Mistake: Greymouth Holdings v. Lundon

Greymouth Holdings’ director Robert Dunphy claims there was no mistake when his company agreed to buy an Auckland property for $5.9 million but having to pay the vendor only $4.1 million.  The vendor claims Mr Dunphy is exploiting what was an obvious mistake. 

The Herne Bay property in Argyle Street is owned by Ariki Trust, part of the estate of philanthropist and business man the late Adrian Burr.  Ariki owns the leasehold interest; the freehold was owned by a company called Swanson Land Ltd.

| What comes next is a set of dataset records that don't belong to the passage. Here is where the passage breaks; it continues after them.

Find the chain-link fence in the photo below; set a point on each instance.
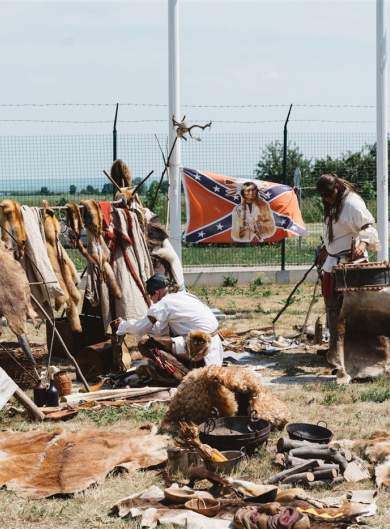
(60, 168)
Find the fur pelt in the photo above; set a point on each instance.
(163, 254)
(98, 253)
(63, 267)
(221, 387)
(15, 294)
(12, 220)
(377, 450)
(42, 464)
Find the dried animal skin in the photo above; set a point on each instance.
(11, 220)
(377, 450)
(42, 464)
(98, 253)
(15, 295)
(214, 386)
(64, 269)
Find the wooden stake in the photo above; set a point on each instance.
(27, 403)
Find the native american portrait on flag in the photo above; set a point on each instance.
(224, 210)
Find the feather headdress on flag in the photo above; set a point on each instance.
(236, 186)
(212, 201)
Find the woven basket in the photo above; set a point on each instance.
(24, 378)
(63, 383)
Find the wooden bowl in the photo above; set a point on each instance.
(204, 506)
(233, 458)
(179, 494)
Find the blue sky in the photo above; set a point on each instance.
(232, 53)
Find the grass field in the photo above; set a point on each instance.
(350, 412)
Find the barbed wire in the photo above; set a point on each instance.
(160, 105)
(223, 121)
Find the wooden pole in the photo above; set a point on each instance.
(34, 411)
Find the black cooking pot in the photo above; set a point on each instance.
(233, 433)
(314, 433)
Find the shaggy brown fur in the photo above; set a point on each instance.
(12, 220)
(98, 253)
(41, 464)
(121, 174)
(213, 386)
(377, 450)
(63, 267)
(197, 343)
(15, 295)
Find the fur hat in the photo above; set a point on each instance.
(197, 343)
(156, 282)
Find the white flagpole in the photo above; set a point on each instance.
(381, 132)
(174, 175)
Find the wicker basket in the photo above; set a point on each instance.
(63, 383)
(11, 363)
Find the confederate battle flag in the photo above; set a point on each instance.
(231, 210)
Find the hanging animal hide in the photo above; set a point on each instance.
(98, 253)
(41, 464)
(64, 269)
(13, 232)
(164, 255)
(75, 225)
(15, 295)
(223, 388)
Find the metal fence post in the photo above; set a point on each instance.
(283, 244)
(114, 136)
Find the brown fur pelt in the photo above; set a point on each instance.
(98, 253)
(12, 221)
(41, 464)
(75, 224)
(121, 174)
(63, 267)
(221, 387)
(15, 294)
(377, 450)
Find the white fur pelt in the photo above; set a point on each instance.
(15, 294)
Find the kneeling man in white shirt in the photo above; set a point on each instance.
(182, 332)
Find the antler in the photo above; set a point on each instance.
(182, 128)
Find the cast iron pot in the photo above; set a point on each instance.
(314, 433)
(233, 433)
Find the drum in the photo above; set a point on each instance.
(362, 276)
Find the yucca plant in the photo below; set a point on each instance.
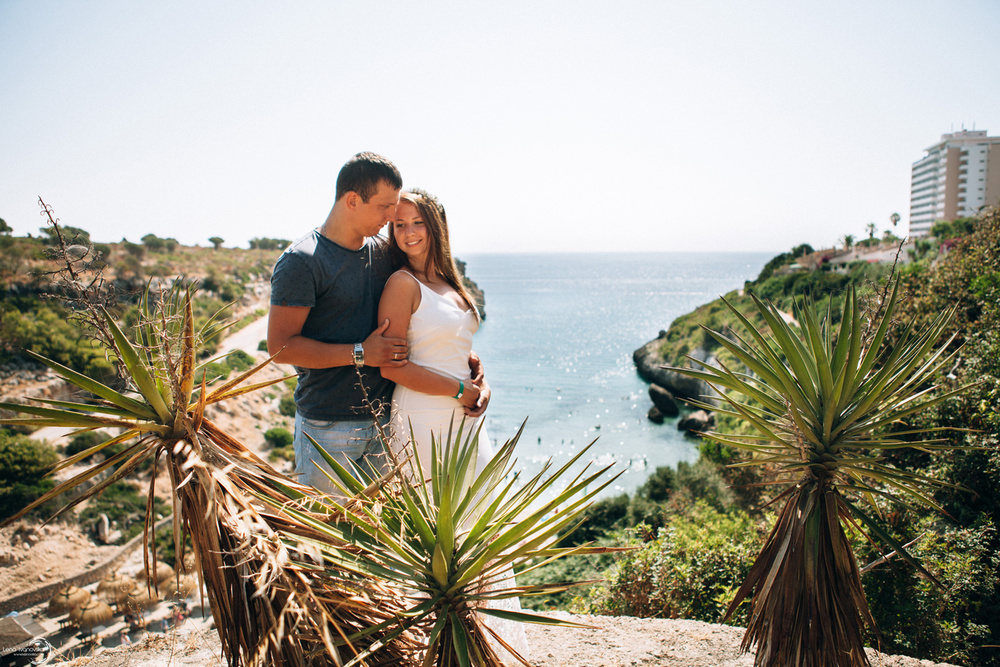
(268, 607)
(821, 400)
(449, 544)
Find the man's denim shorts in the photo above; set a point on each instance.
(348, 442)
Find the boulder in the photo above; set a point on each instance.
(650, 364)
(654, 415)
(663, 400)
(697, 421)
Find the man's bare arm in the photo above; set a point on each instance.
(284, 334)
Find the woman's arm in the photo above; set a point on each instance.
(400, 299)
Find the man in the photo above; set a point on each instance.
(325, 291)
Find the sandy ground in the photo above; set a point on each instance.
(609, 642)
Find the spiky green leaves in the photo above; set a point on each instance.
(443, 542)
(821, 399)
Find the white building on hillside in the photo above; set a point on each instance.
(959, 175)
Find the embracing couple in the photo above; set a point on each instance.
(386, 322)
(356, 314)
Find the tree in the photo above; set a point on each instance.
(152, 242)
(821, 400)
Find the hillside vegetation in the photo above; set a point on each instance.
(697, 529)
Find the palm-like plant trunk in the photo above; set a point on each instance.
(807, 605)
(821, 400)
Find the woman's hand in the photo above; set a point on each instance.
(470, 396)
(479, 408)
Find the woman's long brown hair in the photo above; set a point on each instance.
(439, 252)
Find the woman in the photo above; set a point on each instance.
(426, 302)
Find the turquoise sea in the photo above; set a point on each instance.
(557, 344)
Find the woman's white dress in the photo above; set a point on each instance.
(440, 339)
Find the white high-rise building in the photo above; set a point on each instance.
(959, 175)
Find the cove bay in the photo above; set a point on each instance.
(557, 345)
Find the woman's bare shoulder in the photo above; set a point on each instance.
(402, 279)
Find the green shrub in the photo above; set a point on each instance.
(690, 571)
(23, 465)
(125, 506)
(954, 622)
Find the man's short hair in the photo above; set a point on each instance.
(362, 174)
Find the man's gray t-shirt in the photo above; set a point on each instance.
(342, 288)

The High Court was told of negotiations in 2021 with Ariki rejecting Greymouth’s written offer to buy the leasehold interest.  That same day, Greymouth signed a deal with Swanson Land, agreeing to buy the freehold interest for $1.8 million.  Just over a week later, Ariki made a written offer to Greymouth offering to sell at $5.9 million.  This offer was for sale of the freehold interest, and with it a right to rents from the leasehold.  Greymouth accepted that day.  Ariki replied within an hour, saying there had been a mistake; it was offering to sell its leasehold interest only at $5.9 million, it did not own the freehold.  Greymouth says there was no mistake.  Since Greymouth now owned the freehold, Ariki was told it had to pay $1.8 million to buy the freehold from Greymouth in order to transfer the freehold back to Greymouth.  This legal roundabout has the effect of reducing payment to Ariki by $1.8 million with Greymouth then owning Argyle Street absolutely with the leasehold cancelled.

Ariki wants the contract cancelled.  Greymouth registered a caveat against title to Argyle Street to protect its claimed rights.

After reviewing each sides disputed views of who knew what at the time the contract was entered into, Associate judge Gardiner ruled the caveat stay in place pending a full court hearing.  Judge Gardiner said it was objectively clear that Ariki had made a mistake.  But the legal consequences of this mistake depends upon the state of Mr Dunphy’s knowledge.  Formal evidence in court is needed to resolve this question.  There had been market gossip of Ariki considering buying the freehold when putting Argyle Street’s leasehold on the market in order to maximise its market value.